“Vivimos bajo el imperio de la noticia deseada. Aquella en la que la opinión pública quiere creer”.Con estas palabra Miguel Wiñazki presenta su libro “La Noticia Deseada – Leyendas y fantasmas de la opinión pública”. El autor plantea,como tesis principal, que la generación de las noticias no es provilegio exclusivo de los medios, sino también está influida por las audiencias que las desean.En Tucumán los hechos que están instalados en el espacio, en la opinión pública, no son ajenos al planteo de Wiñazky.
En todo caso son una prueba más de esta afirmación.
Por ejemplo, cuando hay indicios de corrupción en el Gobierno, inmediatamente el funcionario se convierte en culpable hasta que se demuestre lo contrario. Es decir, la noticia deseada no es el hecho de corrupción en si mismo, sino para la audiencia el funcionario es corrupto.
Lo que genera ciertas limitaciones para publicar algo en contrario.

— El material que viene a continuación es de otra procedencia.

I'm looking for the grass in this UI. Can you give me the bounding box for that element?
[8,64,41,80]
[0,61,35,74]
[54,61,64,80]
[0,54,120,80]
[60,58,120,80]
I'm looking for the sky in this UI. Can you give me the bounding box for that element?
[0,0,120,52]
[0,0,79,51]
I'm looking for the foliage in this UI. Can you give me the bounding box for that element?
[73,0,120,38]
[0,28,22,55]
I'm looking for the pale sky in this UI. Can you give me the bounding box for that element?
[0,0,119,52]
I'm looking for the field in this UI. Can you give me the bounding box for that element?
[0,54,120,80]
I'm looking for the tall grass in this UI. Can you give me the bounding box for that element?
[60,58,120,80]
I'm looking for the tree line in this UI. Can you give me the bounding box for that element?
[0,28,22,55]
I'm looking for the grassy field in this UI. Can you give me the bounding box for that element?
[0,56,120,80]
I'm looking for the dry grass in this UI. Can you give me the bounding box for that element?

Cualquier obra pública, por más de que traspasen los controles preventivos, siempre serán muestras de la corrupción deseada. Exista o no. Y en eso se basa el periodismo de sospecha o la política de sospecha, tantas veces declamada por diferentes personajes de la vida política tucumana. La que les permitió acceder a cargos importantes, con altos niveles de expectativas por parte de la sociedad, y en el que fracasaron rotundamente en sus funciones.
Paulina Lebbos es un caso, diríamos emblemático de lo arriba descripto. La noticia deseada, y en este caso aprovechada por algunos medios, daban cuenta de la supuesta participación de los “hijos del poder”. La cual haya ocurrido o no, quedará en el inconciente colectivo como un hecho concreto, al que la mayoría de los tucumanos, de manera indirecta hemos sabido algo, de alguien al que le contaron lo que “realmente sucedió”.
En el caso de Betty Argañaraz, la docente desaparecida en Tucumán hace aproximandamente dos meses, también se generó este fenómeno. En donde los medios, a través de los dichos de las partes, publicaron elucubraciones y la hicieron saber a la sociedad.
La noticia deseada, más allá de que sea cierto o no, es que las ex novicias, Susana Acosta y Nélida Fernández, fueron las victimarias de Bety. Los motivos (o el móvil) para completar el deseo colectivo están en plena lucha mediática: van desde los pasionales, hasta los económicos. Pasando por una gran conspiración para tapar lo que sucedía en el Colegio del que las mujeres eran parte.
El tiempo, y solo el tiempo en este caso los definirán.
Es así que pareciera que cómo hay cosas o hechos “políticamente correctas”, las noticias públicadas deberían ser también “políticamente correctas”. Más allá de la verdad.